Habertürk
    Takipde Kalın!
      Günlük gelişmeleri takip edebilmek için habertürk uygulamasını indirin
        Haberler Ekonomi Teknoloji İnternet Youtube ve Google nasıl kurtulur? - Teknoloji Haberleri

        SELİN KUNT

        HABERTURK.COM

        EKONOMİ SERVİSİ

        skunt@haberturk.com

        İnternet üzerindeki erişim engelleme uygulamaları ya da herkesin deyimiyle "yasaklar" uzun zamandır hepimizin gündeminde. Özellikle son zamanlarda Google hizmetleri konusunda yaşanan sorunlarla iyice hararetlenen engelleme uygulamaları konusunda daha önce de yazılar yazdım. Bu yazılar daha çok o andaki soruna ya da konuya odaklı idi. Okuyuculardan gelen mesajlardan, tepkilerden ve başka yayın organlarındaki yazılardan takip ettiğim kadarıyla kesin olan bir şey var ki o da halen olan bitene dair (özellikle de Yotutube engellemesi hakkında) anlaşılamamış, netleşmemiş ayrıntıların olduğu.
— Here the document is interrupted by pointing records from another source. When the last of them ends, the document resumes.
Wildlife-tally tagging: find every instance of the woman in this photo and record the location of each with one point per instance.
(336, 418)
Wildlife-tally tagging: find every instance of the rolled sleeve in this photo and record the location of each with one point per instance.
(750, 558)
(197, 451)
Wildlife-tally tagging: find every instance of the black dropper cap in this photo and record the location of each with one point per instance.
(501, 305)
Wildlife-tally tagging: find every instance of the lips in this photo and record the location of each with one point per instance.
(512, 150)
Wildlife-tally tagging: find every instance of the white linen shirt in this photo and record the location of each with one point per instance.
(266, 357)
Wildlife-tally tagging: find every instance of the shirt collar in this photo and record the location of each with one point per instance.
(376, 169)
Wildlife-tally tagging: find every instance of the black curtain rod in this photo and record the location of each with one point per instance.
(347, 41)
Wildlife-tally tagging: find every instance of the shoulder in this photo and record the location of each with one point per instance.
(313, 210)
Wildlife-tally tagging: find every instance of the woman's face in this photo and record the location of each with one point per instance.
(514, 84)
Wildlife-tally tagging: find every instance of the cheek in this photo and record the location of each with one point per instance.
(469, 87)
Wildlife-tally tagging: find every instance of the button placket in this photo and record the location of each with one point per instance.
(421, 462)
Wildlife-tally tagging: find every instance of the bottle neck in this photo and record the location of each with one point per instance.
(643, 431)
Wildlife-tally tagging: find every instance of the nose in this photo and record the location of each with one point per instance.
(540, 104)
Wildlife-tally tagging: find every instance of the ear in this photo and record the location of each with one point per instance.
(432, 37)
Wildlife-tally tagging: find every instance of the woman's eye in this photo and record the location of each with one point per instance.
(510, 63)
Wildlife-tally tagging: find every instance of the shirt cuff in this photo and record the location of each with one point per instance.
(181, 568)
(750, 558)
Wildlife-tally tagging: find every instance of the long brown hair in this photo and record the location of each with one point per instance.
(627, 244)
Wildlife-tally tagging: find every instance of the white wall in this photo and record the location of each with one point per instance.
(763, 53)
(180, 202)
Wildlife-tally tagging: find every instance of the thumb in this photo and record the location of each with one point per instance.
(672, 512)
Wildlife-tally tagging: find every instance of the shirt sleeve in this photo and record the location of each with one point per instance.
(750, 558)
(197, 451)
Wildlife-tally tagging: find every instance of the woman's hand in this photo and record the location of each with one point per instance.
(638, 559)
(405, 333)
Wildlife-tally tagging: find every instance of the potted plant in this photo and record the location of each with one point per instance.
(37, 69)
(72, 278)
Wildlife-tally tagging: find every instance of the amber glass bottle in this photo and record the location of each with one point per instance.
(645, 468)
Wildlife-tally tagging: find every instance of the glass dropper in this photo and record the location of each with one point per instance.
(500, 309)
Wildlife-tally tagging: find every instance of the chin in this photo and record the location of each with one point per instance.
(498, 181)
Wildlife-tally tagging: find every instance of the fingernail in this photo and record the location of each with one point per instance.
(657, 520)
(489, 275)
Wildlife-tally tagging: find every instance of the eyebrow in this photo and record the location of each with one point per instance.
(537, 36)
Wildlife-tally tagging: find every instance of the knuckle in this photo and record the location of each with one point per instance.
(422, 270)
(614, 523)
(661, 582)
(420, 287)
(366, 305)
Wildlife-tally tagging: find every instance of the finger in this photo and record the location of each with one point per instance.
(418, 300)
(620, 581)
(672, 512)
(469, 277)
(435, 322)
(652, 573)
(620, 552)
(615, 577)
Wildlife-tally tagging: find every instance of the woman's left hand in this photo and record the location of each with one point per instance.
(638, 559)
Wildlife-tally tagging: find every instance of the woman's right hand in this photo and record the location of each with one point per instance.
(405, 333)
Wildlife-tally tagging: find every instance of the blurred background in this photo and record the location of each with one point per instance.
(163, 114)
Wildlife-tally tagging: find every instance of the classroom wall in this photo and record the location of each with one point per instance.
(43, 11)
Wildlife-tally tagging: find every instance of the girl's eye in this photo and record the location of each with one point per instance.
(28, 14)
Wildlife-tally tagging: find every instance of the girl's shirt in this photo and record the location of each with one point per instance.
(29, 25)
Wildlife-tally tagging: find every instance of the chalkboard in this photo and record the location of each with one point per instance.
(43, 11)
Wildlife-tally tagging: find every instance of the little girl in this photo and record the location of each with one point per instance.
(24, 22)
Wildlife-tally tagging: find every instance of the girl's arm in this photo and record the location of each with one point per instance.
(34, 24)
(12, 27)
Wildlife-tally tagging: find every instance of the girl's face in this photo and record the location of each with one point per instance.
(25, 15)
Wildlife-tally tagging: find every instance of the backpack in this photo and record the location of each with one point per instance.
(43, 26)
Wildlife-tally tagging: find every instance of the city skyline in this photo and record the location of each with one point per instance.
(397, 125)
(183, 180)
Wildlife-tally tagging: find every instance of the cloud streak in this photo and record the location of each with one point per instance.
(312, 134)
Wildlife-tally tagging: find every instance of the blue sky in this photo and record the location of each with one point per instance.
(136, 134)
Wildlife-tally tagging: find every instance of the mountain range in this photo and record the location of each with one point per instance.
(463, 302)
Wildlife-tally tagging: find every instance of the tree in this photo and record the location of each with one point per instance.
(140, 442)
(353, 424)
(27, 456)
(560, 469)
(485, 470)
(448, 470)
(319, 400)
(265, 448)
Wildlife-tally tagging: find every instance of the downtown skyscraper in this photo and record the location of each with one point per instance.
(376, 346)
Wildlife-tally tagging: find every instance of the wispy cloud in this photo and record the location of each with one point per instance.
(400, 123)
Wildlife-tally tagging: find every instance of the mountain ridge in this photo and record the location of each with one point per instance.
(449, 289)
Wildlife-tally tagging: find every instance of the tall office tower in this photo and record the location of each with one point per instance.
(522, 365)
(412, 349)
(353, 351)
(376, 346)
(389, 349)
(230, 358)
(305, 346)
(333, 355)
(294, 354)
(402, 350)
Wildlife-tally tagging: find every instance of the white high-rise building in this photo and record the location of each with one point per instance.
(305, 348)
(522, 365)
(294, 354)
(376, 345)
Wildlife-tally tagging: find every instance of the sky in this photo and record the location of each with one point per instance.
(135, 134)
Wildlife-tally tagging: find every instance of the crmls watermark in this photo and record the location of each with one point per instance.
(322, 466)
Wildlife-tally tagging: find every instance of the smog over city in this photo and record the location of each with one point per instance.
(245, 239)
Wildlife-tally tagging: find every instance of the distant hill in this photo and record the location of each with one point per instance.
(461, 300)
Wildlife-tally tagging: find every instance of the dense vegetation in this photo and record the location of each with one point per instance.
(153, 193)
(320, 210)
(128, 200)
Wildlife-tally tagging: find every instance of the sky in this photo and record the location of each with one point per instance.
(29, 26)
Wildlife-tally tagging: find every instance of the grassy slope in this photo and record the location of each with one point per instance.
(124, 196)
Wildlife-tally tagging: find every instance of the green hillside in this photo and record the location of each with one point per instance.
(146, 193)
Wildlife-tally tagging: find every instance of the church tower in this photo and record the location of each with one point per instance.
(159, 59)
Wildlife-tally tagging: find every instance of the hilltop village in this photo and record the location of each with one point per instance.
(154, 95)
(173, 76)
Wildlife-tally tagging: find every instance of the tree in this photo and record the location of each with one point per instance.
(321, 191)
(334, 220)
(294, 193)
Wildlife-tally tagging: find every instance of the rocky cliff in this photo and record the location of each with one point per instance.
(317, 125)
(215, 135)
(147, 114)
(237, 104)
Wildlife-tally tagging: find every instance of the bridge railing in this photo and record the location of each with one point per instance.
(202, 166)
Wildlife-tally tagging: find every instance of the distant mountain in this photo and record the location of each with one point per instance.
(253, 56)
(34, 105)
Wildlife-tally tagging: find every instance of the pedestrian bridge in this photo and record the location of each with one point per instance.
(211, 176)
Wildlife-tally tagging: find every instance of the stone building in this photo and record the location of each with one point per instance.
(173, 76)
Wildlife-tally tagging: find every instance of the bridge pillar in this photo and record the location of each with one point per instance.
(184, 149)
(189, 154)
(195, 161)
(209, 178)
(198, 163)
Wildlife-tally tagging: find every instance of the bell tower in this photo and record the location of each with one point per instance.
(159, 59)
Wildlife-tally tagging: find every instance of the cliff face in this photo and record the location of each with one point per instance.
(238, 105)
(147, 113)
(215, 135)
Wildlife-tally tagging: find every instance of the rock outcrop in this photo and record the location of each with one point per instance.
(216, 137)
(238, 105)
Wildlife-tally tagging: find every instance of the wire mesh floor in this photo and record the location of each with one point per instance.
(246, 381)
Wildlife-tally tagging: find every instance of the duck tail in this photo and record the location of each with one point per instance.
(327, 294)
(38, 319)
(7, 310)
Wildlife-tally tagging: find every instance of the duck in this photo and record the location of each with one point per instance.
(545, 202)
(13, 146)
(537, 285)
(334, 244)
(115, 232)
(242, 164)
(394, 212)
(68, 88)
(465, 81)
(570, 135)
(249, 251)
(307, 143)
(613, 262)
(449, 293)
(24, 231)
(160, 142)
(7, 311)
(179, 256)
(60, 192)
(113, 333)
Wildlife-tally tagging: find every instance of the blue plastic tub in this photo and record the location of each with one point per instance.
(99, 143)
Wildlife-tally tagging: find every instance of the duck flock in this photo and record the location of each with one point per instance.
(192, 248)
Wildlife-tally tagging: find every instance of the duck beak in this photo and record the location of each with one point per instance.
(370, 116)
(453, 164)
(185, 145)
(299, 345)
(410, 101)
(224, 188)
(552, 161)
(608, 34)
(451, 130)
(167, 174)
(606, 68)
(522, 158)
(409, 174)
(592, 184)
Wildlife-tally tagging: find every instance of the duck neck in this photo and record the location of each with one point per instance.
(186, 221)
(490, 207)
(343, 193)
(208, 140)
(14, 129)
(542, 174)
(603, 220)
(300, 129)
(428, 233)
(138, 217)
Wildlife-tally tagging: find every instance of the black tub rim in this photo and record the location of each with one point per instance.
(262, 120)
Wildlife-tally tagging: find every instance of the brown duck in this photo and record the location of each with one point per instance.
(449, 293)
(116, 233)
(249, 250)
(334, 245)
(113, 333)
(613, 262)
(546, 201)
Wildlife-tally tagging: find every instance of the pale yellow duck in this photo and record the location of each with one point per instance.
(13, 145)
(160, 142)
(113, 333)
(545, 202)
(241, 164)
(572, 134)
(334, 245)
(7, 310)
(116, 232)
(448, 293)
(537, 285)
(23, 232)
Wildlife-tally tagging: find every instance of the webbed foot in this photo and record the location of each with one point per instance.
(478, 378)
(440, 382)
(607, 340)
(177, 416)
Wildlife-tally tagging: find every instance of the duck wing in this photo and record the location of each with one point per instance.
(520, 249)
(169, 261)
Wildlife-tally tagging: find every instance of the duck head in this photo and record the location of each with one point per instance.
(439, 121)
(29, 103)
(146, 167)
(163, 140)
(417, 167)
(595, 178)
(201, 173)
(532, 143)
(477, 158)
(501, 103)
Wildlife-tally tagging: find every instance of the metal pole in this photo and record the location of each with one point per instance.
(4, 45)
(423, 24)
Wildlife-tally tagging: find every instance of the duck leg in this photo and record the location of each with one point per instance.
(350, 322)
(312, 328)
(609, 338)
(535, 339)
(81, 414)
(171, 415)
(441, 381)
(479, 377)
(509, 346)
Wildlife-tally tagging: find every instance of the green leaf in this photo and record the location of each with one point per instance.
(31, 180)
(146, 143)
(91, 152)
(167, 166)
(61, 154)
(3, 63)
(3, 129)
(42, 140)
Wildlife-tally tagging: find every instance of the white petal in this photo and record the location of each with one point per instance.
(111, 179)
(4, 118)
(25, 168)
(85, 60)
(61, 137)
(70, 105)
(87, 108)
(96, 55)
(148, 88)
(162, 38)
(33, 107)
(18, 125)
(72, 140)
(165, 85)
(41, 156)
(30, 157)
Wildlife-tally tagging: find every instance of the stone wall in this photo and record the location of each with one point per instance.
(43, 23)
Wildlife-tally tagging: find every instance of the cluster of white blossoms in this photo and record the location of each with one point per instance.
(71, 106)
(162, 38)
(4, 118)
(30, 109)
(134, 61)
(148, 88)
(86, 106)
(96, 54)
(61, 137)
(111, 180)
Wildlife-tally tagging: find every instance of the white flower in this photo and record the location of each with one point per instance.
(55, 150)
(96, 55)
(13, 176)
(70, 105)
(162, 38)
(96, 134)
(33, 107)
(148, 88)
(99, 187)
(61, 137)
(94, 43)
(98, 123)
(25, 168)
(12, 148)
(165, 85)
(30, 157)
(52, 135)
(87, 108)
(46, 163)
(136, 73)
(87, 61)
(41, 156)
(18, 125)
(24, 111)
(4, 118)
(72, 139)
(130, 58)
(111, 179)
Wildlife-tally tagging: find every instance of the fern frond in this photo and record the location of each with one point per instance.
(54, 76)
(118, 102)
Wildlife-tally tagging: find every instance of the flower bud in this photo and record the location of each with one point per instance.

        Bu yüzden hem durumu detayları ile anlatmak hem de aslında çözümün (eğer istenirse tabi) çok da zor olmadığını göstermek için "Google nasıl kurtulur?" konulu bir yazı yazmak istedim.

        İşte hızlandırılmış Youtube/Google Erişim Engelleme Kursu.

        5651 SAYILI KANUN

        Youtube/Google ile ilgili süreci anlamak için önce internet üzerinden yayın yapmayı düzenleyen 5651 numaralı kanunu anlamamız gerekiyor.

        İnternetin kullanımı yurdumuzda yaygınlaştıkça, bu sanal zannedilen mecranın aslında gerçek hayatla ne kadar da içiçe olduğu anlaşılmaya hatta tecrübe edilmeye başlandı. İnternette yapılanlar zannedildiği gibi internet içinde kalmıyor bir şekilde yaşantılara da etki ediyordu. Bu yüzden internetin sağladığı imkânların suistimal edilmesi suretiyle işlenen suçlarla mücadele konusunda etkin ve doğru bir yapılanmayı mümkün kılabilecek "özel" bir kanuna ihtiyaç duyuldu. Bu amaçla, medyada kısaca 5651 olarak geçen, uzun ismiyle 5651 sayılı “İnternet Ortamında Yapılan Yayınların Düzenlenmesi ve Bu Yayınlar Yoluyla İşlenen Suçlarla Mücadele Edilmesi Hakkında Kanun” 23 Mayıs 2007 tarih ve 26530 sayılı Resmi Gazete’de yayımlanarak yürürlüğe girdi. 5651 sayılı kanun; Anayasamızın, özel olarak korunmasını öngördüğü, başta aile, çocuklar ve gençler olmak üzere belirli sosyal kesimlere yönelik suçların kolayca işlenmesini önleyici özel bir kanun.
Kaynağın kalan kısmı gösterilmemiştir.